Восстановление Бурбонов на престоле Франции показалось многим фарсом, но их легитимность была доказана, и британский парламент постановил, что хочет видеть на престоле или д'Артуа, или его брата, графа Прованского. Никаких уступок, это было фактически ультиматумом. Я очень хорошо понимаю нашего Государя, который изначально выступал против восстановления Бурбонов на троне Франции. Во-первых, французские подданные уже научились их презирать, да и было за что. Никто из них не решился явиться в назначенный час и спасти тех, кто готов был за них отдать жизнь, кто начертал их герб на своих знаменах и полил своей кровью одну четвертую часть королевства. Кроме того, народ во Франции расколот на несколько партий, и Луи Восемнадцатый, живущий грезами прошлого века, очень неохотно пошел на уступки той, которая была настроена к нему враждебно. Кое-как монархия сохраняется, но, чувствую, не надолго.

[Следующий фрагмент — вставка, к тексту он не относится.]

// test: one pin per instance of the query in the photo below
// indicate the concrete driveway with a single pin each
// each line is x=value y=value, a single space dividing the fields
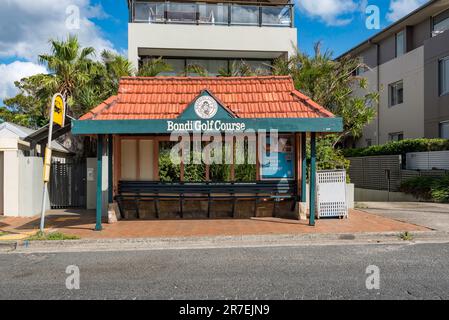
x=431 y=215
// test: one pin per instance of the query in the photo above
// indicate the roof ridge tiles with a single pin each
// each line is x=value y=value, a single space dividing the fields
x=168 y=97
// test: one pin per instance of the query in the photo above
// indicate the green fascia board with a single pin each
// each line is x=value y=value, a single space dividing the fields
x=159 y=126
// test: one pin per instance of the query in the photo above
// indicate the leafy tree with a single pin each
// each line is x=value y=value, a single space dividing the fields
x=332 y=83
x=70 y=66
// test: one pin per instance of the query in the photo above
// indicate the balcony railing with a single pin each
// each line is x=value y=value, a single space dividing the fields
x=212 y=14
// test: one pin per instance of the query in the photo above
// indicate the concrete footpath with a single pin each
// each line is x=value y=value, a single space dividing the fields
x=431 y=215
x=254 y=241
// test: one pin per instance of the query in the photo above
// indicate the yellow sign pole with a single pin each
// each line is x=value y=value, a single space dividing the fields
x=57 y=115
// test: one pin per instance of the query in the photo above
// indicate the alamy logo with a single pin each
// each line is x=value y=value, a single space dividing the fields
x=206 y=107
x=373 y=280
x=72 y=282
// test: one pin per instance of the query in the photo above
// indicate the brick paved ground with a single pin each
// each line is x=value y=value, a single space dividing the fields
x=81 y=223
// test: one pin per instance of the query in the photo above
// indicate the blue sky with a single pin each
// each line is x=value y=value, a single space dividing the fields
x=28 y=24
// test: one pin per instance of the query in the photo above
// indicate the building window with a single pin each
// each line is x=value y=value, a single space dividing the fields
x=440 y=23
x=213 y=67
x=400 y=43
x=369 y=142
x=444 y=76
x=396 y=136
x=396 y=93
x=444 y=130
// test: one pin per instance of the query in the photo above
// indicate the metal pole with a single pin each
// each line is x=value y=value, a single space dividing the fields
x=304 y=167
x=44 y=192
x=99 y=209
x=312 y=178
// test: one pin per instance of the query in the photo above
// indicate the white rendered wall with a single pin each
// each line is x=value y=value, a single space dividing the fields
x=211 y=39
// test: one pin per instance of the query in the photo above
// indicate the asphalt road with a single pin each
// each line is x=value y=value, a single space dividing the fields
x=407 y=271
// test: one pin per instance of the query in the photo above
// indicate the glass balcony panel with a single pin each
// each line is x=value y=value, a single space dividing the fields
x=276 y=16
x=245 y=15
x=213 y=14
x=181 y=13
x=152 y=12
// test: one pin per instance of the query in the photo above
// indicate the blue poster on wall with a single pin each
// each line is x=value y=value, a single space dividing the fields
x=278 y=164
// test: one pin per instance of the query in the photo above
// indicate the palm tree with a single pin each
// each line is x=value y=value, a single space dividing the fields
x=116 y=67
x=153 y=67
x=69 y=66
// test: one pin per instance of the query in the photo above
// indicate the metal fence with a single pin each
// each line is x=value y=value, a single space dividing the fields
x=376 y=172
x=384 y=172
x=68 y=185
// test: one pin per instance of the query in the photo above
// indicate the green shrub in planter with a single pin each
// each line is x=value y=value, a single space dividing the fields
x=428 y=188
x=399 y=147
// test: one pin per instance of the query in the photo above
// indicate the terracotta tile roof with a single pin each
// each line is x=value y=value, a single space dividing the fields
x=168 y=97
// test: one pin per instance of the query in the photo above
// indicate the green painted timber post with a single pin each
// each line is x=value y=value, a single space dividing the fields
x=312 y=199
x=110 y=151
x=303 y=167
x=99 y=209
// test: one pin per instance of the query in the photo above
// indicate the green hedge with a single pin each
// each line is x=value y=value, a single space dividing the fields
x=400 y=147
x=428 y=188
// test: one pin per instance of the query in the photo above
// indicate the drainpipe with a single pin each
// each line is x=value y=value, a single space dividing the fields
x=378 y=91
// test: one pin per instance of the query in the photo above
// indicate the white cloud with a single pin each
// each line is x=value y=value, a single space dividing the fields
x=400 y=8
x=14 y=72
x=27 y=26
x=332 y=12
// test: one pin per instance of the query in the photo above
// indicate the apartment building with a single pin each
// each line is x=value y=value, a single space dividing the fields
x=408 y=63
x=212 y=34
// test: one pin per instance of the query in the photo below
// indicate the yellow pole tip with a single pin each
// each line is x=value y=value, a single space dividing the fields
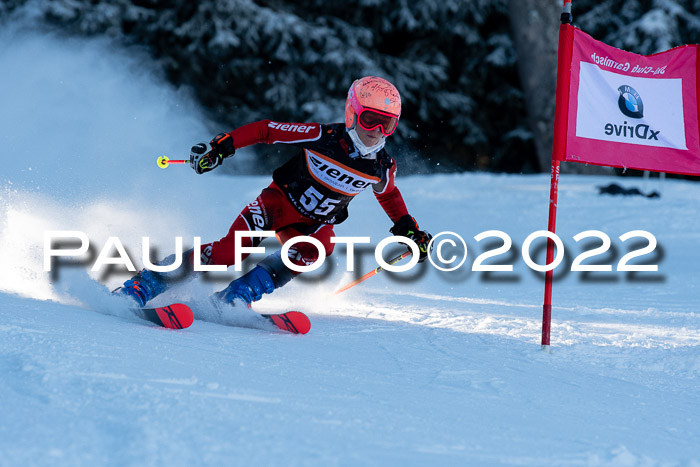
x=163 y=162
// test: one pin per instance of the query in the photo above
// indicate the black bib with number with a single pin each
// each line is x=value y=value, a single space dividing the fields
x=328 y=173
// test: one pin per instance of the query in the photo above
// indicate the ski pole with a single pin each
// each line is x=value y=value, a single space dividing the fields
x=374 y=272
x=164 y=161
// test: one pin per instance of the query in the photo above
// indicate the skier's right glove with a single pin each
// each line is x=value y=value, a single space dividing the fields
x=408 y=227
x=221 y=148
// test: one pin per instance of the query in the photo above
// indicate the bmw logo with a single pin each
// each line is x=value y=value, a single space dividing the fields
x=630 y=102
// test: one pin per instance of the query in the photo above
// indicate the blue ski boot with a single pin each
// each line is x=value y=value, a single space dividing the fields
x=268 y=275
x=142 y=287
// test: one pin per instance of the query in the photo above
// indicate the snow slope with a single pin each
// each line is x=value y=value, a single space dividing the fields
x=417 y=368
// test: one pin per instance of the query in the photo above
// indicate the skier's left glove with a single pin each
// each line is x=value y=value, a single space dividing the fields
x=408 y=227
x=221 y=148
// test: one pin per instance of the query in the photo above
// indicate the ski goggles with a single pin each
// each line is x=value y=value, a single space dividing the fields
x=369 y=119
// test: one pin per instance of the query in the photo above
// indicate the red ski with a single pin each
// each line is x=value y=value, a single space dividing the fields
x=175 y=316
x=295 y=322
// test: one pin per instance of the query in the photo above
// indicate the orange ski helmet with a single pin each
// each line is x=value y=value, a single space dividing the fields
x=376 y=103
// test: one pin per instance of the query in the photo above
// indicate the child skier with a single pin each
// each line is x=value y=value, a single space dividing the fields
x=308 y=195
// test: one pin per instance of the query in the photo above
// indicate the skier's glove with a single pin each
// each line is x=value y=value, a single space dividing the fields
x=407 y=227
x=221 y=148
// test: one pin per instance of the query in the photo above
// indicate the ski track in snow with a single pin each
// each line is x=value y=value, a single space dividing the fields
x=421 y=368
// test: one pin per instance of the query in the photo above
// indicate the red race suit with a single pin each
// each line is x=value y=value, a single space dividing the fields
x=310 y=192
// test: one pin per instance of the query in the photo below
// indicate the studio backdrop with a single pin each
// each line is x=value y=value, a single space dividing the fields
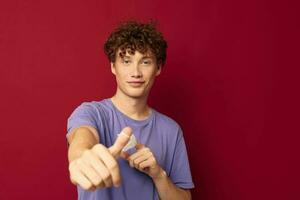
x=230 y=81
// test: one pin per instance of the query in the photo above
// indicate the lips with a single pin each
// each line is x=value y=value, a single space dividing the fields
x=135 y=83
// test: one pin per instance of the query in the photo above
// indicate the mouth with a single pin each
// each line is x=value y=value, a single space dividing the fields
x=135 y=83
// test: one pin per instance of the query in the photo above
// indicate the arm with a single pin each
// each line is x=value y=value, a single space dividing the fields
x=92 y=165
x=81 y=139
x=145 y=161
x=168 y=190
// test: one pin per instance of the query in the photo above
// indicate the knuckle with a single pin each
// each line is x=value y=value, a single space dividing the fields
x=106 y=176
x=86 y=153
x=97 y=147
x=87 y=186
x=113 y=166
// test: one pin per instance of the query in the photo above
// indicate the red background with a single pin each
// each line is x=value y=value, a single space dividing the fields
x=231 y=81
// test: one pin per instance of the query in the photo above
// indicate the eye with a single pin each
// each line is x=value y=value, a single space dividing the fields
x=146 y=62
x=126 y=61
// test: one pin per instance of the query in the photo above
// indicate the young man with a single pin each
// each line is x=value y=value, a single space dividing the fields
x=98 y=131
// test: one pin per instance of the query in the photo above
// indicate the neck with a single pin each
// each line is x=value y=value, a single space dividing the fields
x=135 y=108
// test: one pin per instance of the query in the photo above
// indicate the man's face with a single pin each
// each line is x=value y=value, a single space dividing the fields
x=135 y=74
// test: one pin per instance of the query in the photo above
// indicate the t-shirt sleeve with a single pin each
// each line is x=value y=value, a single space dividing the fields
x=84 y=115
x=180 y=173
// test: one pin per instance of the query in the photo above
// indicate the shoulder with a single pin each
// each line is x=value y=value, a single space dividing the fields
x=166 y=121
x=100 y=105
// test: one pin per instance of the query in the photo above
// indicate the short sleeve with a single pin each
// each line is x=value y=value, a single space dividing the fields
x=84 y=115
x=180 y=173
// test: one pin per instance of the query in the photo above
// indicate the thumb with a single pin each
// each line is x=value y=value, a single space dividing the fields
x=121 y=142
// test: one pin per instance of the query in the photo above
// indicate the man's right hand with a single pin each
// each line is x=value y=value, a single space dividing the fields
x=98 y=167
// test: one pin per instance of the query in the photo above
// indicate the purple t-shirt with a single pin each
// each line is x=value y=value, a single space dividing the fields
x=158 y=132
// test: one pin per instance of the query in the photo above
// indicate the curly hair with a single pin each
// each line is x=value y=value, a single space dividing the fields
x=134 y=36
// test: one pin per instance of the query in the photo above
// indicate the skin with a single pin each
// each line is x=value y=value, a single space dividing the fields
x=91 y=164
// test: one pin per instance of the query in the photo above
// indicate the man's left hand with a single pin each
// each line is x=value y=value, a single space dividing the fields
x=144 y=160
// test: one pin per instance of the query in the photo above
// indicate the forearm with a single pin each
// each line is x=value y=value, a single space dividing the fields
x=82 y=139
x=168 y=190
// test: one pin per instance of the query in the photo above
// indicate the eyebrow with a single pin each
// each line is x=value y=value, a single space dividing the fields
x=144 y=57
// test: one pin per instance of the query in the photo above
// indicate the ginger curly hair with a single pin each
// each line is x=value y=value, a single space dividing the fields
x=134 y=36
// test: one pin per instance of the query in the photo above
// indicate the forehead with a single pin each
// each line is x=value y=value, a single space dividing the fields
x=137 y=54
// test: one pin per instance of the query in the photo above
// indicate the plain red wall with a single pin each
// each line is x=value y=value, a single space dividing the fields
x=231 y=81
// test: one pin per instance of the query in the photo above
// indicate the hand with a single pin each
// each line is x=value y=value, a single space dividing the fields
x=98 y=167
x=144 y=160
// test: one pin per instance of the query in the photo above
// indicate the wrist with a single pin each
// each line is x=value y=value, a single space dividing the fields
x=161 y=175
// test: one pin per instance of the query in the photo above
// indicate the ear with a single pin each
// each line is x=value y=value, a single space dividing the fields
x=112 y=68
x=158 y=70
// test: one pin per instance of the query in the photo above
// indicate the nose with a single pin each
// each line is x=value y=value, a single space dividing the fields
x=136 y=72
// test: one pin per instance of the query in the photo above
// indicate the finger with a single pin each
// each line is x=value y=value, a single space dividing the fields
x=79 y=179
x=89 y=172
x=124 y=155
x=121 y=142
x=100 y=169
x=147 y=163
x=110 y=164
x=142 y=158
x=138 y=153
x=139 y=146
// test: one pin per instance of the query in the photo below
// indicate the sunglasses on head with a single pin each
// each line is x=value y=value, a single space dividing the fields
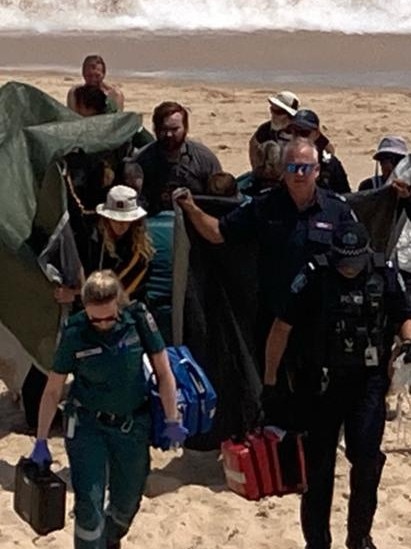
x=300 y=132
x=276 y=110
x=96 y=320
x=302 y=168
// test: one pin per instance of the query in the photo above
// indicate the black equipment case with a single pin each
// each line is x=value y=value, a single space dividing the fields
x=39 y=497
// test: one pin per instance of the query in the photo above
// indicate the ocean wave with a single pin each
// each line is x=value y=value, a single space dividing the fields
x=348 y=16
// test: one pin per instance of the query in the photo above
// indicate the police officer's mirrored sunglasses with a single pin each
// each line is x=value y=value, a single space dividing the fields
x=303 y=168
x=99 y=320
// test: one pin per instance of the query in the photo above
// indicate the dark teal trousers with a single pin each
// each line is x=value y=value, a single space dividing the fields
x=103 y=457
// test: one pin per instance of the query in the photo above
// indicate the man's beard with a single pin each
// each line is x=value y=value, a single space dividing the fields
x=172 y=144
x=279 y=123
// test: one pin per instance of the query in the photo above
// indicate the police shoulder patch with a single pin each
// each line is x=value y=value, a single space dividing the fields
x=299 y=282
x=401 y=282
x=150 y=321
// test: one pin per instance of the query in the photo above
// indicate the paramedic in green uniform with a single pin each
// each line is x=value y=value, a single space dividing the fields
x=108 y=421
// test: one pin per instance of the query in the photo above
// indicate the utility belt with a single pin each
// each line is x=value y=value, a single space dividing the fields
x=124 y=422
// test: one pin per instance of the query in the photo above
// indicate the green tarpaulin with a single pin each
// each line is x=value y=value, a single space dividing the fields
x=35 y=132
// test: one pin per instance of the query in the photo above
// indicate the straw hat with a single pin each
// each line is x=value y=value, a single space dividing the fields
x=121 y=205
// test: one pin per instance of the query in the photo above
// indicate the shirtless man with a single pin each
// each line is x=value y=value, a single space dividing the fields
x=94 y=71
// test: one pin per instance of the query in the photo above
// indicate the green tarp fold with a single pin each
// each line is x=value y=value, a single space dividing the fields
x=35 y=132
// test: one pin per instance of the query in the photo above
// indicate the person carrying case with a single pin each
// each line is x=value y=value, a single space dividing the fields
x=196 y=397
x=39 y=497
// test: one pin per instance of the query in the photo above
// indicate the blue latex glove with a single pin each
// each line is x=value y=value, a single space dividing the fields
x=41 y=454
x=175 y=431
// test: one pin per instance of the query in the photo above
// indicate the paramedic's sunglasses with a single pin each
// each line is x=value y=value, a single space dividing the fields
x=304 y=169
x=95 y=320
x=278 y=111
x=300 y=132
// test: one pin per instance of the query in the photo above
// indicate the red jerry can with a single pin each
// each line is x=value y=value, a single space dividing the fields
x=287 y=463
x=239 y=469
x=259 y=456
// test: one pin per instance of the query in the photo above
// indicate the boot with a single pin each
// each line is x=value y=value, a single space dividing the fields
x=364 y=543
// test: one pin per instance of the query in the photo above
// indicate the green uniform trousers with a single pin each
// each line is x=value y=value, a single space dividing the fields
x=103 y=456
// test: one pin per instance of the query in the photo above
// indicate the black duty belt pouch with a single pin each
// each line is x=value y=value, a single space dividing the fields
x=39 y=497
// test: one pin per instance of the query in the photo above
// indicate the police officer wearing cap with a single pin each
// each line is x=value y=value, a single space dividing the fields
x=290 y=224
x=332 y=174
x=107 y=413
x=334 y=337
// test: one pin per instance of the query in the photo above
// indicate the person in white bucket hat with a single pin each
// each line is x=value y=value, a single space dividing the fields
x=119 y=242
x=283 y=107
x=121 y=205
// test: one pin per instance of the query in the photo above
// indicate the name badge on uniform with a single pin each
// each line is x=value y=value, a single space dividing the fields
x=371 y=355
x=89 y=352
x=323 y=225
x=151 y=322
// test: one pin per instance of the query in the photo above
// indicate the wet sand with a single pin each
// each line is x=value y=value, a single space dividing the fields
x=274 y=57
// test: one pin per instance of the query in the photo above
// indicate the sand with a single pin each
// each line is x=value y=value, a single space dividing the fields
x=187 y=504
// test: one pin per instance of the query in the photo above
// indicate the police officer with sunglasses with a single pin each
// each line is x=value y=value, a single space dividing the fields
x=334 y=337
x=290 y=224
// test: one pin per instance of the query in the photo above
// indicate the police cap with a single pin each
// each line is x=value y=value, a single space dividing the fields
x=350 y=244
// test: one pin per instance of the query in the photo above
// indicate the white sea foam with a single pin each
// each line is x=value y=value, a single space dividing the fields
x=349 y=16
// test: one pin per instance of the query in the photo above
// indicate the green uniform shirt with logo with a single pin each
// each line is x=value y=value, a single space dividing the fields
x=107 y=366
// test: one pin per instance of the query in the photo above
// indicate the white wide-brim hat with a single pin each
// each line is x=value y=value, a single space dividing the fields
x=121 y=205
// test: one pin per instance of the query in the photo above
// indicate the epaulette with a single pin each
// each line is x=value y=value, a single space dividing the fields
x=379 y=262
x=336 y=196
x=136 y=307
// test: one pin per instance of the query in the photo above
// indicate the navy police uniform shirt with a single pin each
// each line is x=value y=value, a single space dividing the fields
x=286 y=236
x=334 y=322
x=107 y=366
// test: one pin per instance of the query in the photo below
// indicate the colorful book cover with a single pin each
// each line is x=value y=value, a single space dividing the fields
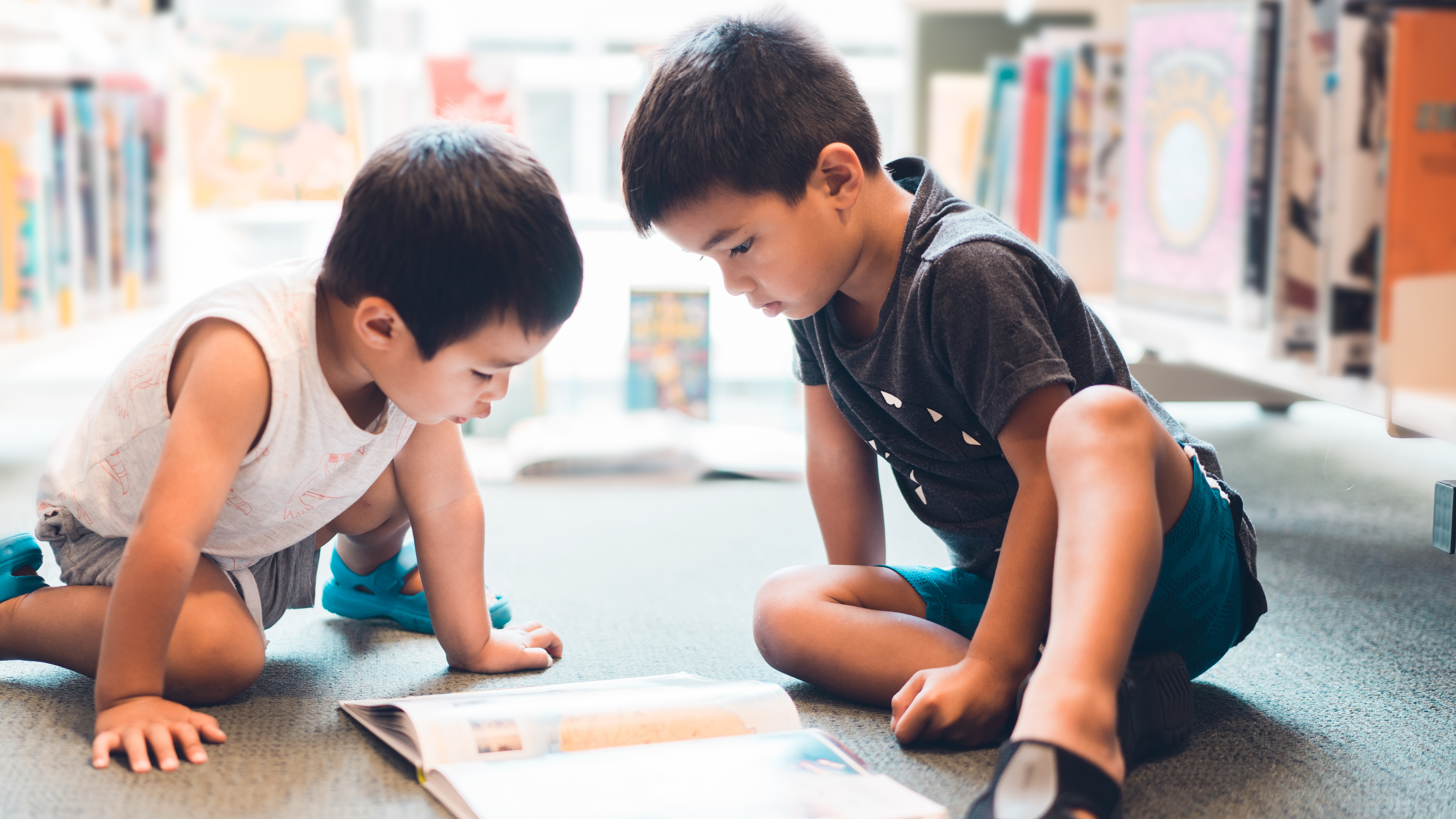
x=270 y=113
x=989 y=168
x=1355 y=196
x=667 y=356
x=1033 y=143
x=91 y=193
x=24 y=171
x=1010 y=161
x=959 y=107
x=60 y=202
x=1186 y=178
x=1296 y=199
x=1420 y=235
x=1055 y=154
x=1078 y=133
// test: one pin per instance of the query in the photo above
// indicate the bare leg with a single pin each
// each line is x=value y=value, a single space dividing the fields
x=216 y=649
x=373 y=530
x=1122 y=483
x=857 y=632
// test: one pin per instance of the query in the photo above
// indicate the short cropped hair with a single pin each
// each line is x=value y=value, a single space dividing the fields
x=745 y=103
x=456 y=225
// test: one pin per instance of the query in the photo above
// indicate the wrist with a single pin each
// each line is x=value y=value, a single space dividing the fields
x=468 y=659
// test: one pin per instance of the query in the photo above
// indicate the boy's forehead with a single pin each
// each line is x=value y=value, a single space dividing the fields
x=502 y=342
x=702 y=223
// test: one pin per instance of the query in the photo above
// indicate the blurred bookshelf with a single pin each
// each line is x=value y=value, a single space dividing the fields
x=84 y=155
x=1243 y=190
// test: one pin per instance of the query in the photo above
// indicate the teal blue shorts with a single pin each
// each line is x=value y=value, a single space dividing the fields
x=1195 y=608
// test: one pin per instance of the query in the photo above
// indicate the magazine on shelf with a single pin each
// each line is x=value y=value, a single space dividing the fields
x=1419 y=273
x=669 y=745
x=959 y=105
x=1030 y=170
x=1189 y=78
x=1355 y=196
x=1296 y=199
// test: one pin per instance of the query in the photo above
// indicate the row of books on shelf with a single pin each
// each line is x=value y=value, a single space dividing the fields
x=81 y=189
x=1276 y=165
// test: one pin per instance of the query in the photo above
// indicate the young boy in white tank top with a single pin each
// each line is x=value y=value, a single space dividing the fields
x=279 y=412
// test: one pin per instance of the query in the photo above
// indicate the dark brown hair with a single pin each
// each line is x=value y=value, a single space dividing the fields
x=456 y=225
x=746 y=103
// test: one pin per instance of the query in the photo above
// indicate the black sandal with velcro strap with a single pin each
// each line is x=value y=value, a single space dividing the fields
x=1037 y=780
x=1154 y=707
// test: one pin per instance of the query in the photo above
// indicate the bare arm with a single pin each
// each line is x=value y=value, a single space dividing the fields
x=1020 y=605
x=970 y=700
x=445 y=511
x=219 y=390
x=844 y=483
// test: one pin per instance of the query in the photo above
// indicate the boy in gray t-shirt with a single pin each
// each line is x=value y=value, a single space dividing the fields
x=1093 y=538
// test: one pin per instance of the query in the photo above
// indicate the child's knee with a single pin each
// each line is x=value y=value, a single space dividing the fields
x=215 y=655
x=780 y=623
x=215 y=674
x=1101 y=415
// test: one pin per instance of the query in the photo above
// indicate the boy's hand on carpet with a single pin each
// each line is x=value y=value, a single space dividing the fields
x=966 y=703
x=152 y=720
x=516 y=648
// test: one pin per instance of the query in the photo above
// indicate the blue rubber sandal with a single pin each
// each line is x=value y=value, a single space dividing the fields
x=17 y=552
x=362 y=597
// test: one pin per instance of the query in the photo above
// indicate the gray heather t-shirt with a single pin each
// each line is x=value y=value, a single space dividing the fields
x=976 y=320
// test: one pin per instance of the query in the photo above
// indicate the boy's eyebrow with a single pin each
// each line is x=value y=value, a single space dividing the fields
x=720 y=237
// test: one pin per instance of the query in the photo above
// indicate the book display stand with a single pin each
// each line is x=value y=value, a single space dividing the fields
x=1278 y=184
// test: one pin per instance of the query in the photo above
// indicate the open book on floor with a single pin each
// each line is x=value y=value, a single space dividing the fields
x=615 y=750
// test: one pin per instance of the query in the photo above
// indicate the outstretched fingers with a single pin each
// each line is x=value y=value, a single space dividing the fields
x=103 y=747
x=161 y=739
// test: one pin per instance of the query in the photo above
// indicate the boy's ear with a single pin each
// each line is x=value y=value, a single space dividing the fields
x=378 y=324
x=839 y=175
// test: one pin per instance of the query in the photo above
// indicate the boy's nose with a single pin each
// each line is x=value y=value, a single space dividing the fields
x=737 y=285
x=496 y=390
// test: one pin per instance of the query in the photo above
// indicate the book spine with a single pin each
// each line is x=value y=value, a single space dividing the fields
x=1420 y=231
x=1262 y=148
x=1031 y=145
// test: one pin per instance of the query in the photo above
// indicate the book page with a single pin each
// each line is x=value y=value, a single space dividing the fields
x=788 y=775
x=529 y=722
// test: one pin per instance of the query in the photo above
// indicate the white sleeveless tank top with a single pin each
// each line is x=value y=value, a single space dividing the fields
x=311 y=464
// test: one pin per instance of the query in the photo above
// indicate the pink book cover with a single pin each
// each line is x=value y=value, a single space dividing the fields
x=1187 y=123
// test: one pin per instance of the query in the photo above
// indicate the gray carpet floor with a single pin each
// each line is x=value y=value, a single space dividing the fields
x=1343 y=701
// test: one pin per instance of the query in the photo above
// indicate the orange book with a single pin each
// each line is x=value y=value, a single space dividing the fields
x=1033 y=145
x=1420 y=234
x=9 y=230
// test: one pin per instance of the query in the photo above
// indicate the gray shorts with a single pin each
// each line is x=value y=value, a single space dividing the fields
x=286 y=581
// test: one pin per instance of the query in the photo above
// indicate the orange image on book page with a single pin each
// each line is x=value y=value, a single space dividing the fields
x=646 y=726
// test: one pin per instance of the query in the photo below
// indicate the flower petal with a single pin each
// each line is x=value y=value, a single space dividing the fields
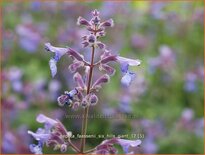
x=127 y=79
x=59 y=52
x=39 y=136
x=126 y=144
x=44 y=119
x=131 y=62
x=53 y=67
x=36 y=149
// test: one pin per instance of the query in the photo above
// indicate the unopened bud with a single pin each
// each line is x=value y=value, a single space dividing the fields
x=63 y=148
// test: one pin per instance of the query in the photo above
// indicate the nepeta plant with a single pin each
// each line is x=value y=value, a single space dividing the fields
x=84 y=95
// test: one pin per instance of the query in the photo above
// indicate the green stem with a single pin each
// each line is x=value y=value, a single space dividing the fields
x=85 y=113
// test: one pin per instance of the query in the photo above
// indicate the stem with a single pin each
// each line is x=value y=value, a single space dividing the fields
x=85 y=113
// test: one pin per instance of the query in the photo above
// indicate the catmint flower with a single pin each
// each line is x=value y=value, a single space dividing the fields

Меня полагают «другом Бурбонов» и одним из заступников за них перед лицом Государя и даже Британского Парламента (хотя среди последнего своих сторонников «легитимных королей» хватает). Все потому что я слишком много времени провел при «дворах» что графа д'Артуа, что короновавшего самое себя Луи Восемнадцатого.

Возможно, мои строки читаются как ламентации старика, скорбящего о временах своей юности, но не могу не удержаться от того, чтобы сказать: сейчас грядут времена посредственностей на верху и ярких личностей на самом низу. Все почти как в 1780-е. Остался лишь наш Государь в окружении своекорыстных политиков, ведущих себя, словно шулера за карточным столом, а также полных нулей, вроде вышеупомянутых Бурбонов. Ранее у нас был общий враг, с которым бороться могли лишь яркие личности, а «законные государи» в это время были защищены британской армией и флотом и не желали знать о том, что происходило на континенте. Зато нынче пришли на все готовое и еще недовольны тем, что их мало любят. Я не удивлюсь, если завтра с курьером прибудет новость об очередном восстании в Париже. Впрочем, нынче зима, а воевать и устраивать народные волнения в столь суровый сезон могут, разве что, на моей родине.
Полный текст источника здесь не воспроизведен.